HD 211073

Observation data Epoch J2000.0 Equinox J2000.0
- Constellation: Lacerta
- Right ascension: 22^{h} 13^{m} 52.72751^{s}
- Declination: +39° 42′ 53.7288″
- Apparent magnitude (V): 4.50 (4.49–4.55)

Characteristics
- Evolutionary stage: horizontal branch
- Spectral type: K2.5 III
- B−V color index: 1.39
- Variable type: suspected

Astrometry
- Radial velocity (R_{v}): −11.69±0.13 km/s
- Proper motion (μ): RA: +38.941±0.104 mas/yr Dec.: +19.342±0.125 mas/yr
- Parallax (π): 5.7181±0.1508 mas
- Distance: 570 ± 20 ly (175 ± 5 pc)
- Absolute magnitude (M_{V}): −1.34

Details

HD 211073 Aa
- Mass: 2.23+0.22 −0.26 M_{☉}
- Radius: 45.69+2.17 −2.39 R_{☉}
- Luminosity: 573.50+51.88 −61.58 L_{☉}
- Surface gravity (log g): 1.46+0.05 −0.04 cgs
- Temperature: 4,180+12 −14 K
- Rotational velocity (v sin i): 2.9±1.0 km/s
- Age: 1.00+0.38 −0.19 Gyr
- Other designations: NSV 14076, BD+38°4711, FK5 1583, HD 211073, HIP 109754, HR 8485, SAO 72155, WDS J22139+3943

Database references
- SIMBAD: data

= HD 211073 =

Triple star system in the constellation Lacerta

HD 211073 is a triple star system in the northern constellation Lacerta, located around 570 light years from the Sun.
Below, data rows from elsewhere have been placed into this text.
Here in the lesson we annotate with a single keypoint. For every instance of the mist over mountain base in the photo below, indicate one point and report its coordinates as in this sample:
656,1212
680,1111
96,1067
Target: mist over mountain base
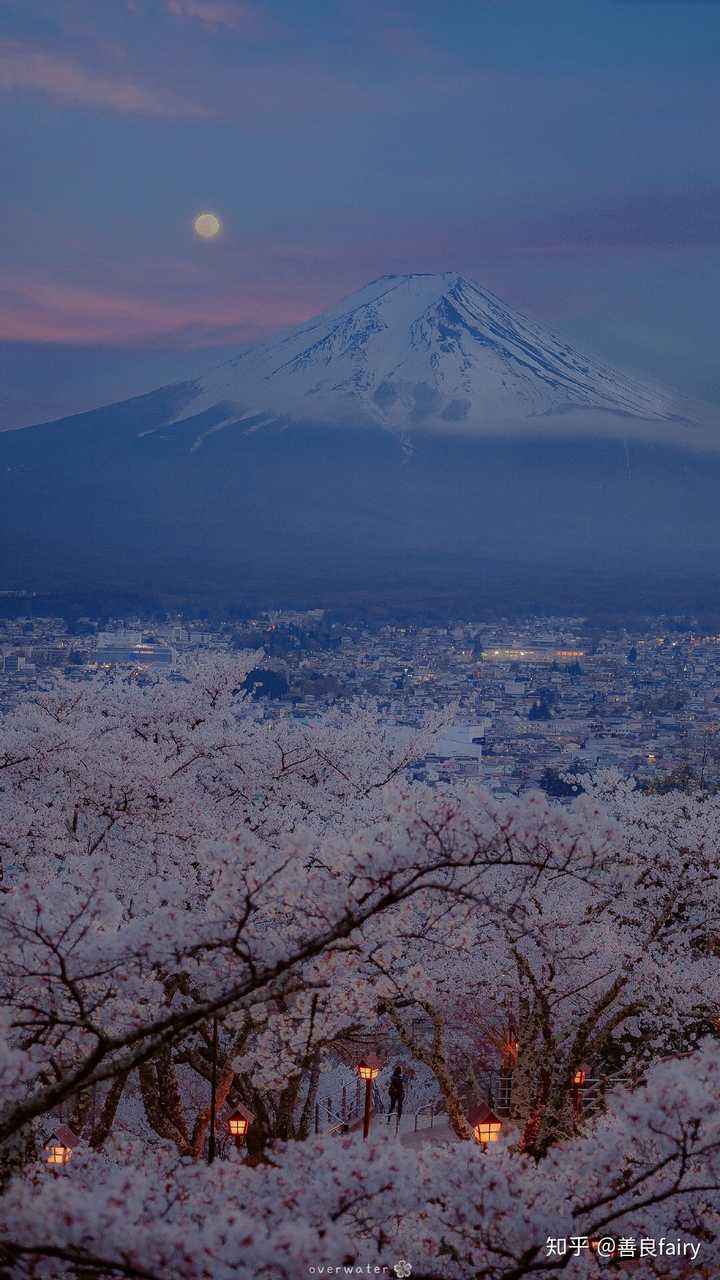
300,516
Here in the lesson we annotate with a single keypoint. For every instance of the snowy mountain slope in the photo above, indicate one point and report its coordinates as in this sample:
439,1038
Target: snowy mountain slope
433,352
475,458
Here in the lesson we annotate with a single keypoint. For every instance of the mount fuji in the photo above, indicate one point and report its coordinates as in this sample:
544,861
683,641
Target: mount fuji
420,439
428,352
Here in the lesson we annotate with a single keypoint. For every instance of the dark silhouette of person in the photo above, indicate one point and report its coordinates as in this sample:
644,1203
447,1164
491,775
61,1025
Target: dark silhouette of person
396,1092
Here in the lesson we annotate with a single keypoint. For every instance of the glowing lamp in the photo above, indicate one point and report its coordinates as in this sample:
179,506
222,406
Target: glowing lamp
369,1068
238,1124
510,1050
484,1124
58,1153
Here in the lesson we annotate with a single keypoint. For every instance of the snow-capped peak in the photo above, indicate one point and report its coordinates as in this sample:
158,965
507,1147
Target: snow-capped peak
431,352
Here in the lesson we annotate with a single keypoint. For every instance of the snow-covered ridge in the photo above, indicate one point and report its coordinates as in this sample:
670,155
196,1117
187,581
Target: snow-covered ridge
434,352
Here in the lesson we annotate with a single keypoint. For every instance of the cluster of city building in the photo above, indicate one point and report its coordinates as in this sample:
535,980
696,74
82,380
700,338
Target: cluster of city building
536,702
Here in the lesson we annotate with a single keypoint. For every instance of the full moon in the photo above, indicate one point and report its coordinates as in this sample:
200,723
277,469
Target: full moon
206,225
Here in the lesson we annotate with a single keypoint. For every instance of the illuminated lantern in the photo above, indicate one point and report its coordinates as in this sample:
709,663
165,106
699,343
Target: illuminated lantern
238,1124
484,1124
60,1144
579,1079
368,1069
58,1153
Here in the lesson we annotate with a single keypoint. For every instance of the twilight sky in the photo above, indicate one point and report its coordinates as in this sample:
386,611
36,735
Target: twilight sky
563,152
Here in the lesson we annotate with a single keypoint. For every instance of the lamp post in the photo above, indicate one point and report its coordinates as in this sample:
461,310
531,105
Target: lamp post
368,1069
58,1153
213,1093
238,1124
484,1124
579,1078
510,1051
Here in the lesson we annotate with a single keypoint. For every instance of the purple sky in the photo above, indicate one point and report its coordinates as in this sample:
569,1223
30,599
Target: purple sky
563,154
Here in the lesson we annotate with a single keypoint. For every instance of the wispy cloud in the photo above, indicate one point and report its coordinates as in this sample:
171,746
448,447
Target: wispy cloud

It is visible to the naked eye as a faint orange-hued star with a baseline apparent visual magnitude of 4.50. The system is moving closer to the Earth with a heliocentric radial velocity of −11.7 km/s.

The primary member, designated component Aa, is an evolved giant star with a stellar classification of K2.5 III that is most likely (98% chance) on the horizontal branch. It is a suspected variable star that ranges in magnitude from 4.49 down to 4.55. This star is around a billion years old with 2.2 times the mass of the Sun and has expanded to 46 times the Sun's radius. It is radiating about 574 times the Sun's luminosity from its enlarged photosphere at an effective temperature of 4,180 K.

As of 2005, the inner pair of stars (Aa + Ab) in this system had an angular separation of 0.20 arcsecond along a position angle (PA) of 170°. The magnitude 8.15 component Ac was separated from Aa by 0.30 arcsecond with a PA of 27°, as of 2010. As of 2015, the magnitude 10.60 visual companion, designated component B, was separated from the primary by 30.50 arcsecond along a PA of 190°.